Edgewood EDC Saving Old, Planning for New
By Vy Townsend Malcik Staff Writer
April 13, 2012 at 2 a.m.
From reclaiming a 132-year-old local cemetery to advertising Heritage Park on a highway billboard, members of Edgewood's Economic Development Corporation (EDC) continue to be about the business of preserving and reminding others of some of the gems of East Texas life and culture.
Called the Northside Cemetery and pre-dating 1880, the grounds, weeds, overgrown trees and turned-over grave markers now make the cemetery hard to find at the south end of Edgewood on FM 859.
The Edgewood Historical Society paid for an official survey to be completed, so much more is known about the landowners outside the 620 foot plot of land where early settlers to the town are buried.
For example, a few outlaws were buried in the far northwest corner because, at that time, they were not allowed a Christian burial inside a cemetery.
Most of the grave markers have been either stolen or thrown about, so it will never be possible to identify those buried there.
However, local historians Elvis and Francene Allen use a "witching stick" which indicates where the magnetic field of the earth below the top soil has been disturbed. That helps in identifying where the graves are, and the EDC plans to place crosses or other markers wherever there is the indication of a grave dug nearly 150 years ago.
Pattizo Humphries Musslewhite, who will direct the restoration, has been in contact with Texas Parks nd Wildlife (TPW) about a possible grant. Such help is more likely because the EDC wants to add tables, benches, landscaping and decorative fencing and call it Edgewood Cemetery and Park. The location is in a minority area and would be an additional place for gatherings and activities – all interests of the TPW.
Additionally, an official Texas State Historical Marker has already been placed there, and state-designated historical sites are of special interest for development by the TPW.
In other business, members were assigned research into the possibilities of a billboard, either on Highway 80 or on I-20 that would indicate the way to Edgewood's Heritage Park and also advertise the annual Heritage Festival that is celebrated every November.
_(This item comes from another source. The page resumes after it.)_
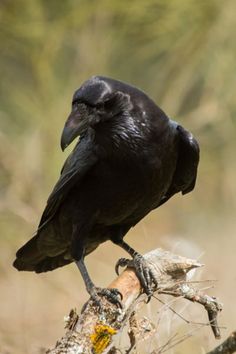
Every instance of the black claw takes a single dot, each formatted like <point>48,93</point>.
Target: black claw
<point>145,274</point>
<point>122,262</point>
<point>112,295</point>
This suggestion came from Brooks Gremmels, the philanthropist who is spearheading the rebuilding of Ben Wheeler. Members Lee Howell and Vy Malcik will bring information on the billboard possibility to the May 14 meeting.
President David Musslewhite never has a shortage of ideas for making Edgewood a good place to live and for businesses to also find a home. He proposed a Front Street Flea Market for the autumn Highway 80 Garage Sale.
Members started planning for that possibility with Board member Helen Howell showing great enthusiasm for such an event.
Lee Howell continues to work through the state's slow bureaucracy for placing permanent large stone signs with "Edgewood Established 1873" at each end of town on Highway 80.
Once approved by TXDOT, bids will be taken for the permanent structures that will lend a special touch of class to the major entrances to Edgewood, much like other East Texas towns have done.
The March 25 Edgewood Easter Egg Hunt was considered by all to be a huge success with large crowds, generous prizes from Edgewood merchants that were found in the special Golden Eggs and lots of happy children.
Twelve members of Edgewood High School's National Honor Society (NHS) served as docents and assistants at the egg hunt.
To show the appreciation of the EDC, members voted to make a gift of $100 to the NHS Scholarship Fund. High School Principal Kristin Prater will also receive a letter of appreciation from the EDC.
The group has placed banners and smaller signs for Edgewood's emphasis on cleaning up the town during the month of April.
Free dumpsters will be located downtown on Saturday, April 21, for Edgewood citizens to get rid of the junk that is lurking in their yards, garages, storage buildings, pastures, and probably also in some kitchen cabinets!
Always advocates for their hometown, EDC members continue to plan, fund and complete projects that truly do make Edgewood a better place to live. Thank you, David and Pattizo Musslewhite, Helen and Lee Howell, Andy Baker, Diana Wilcoxson and Pam Allen for your continuing work and example of volunteerism.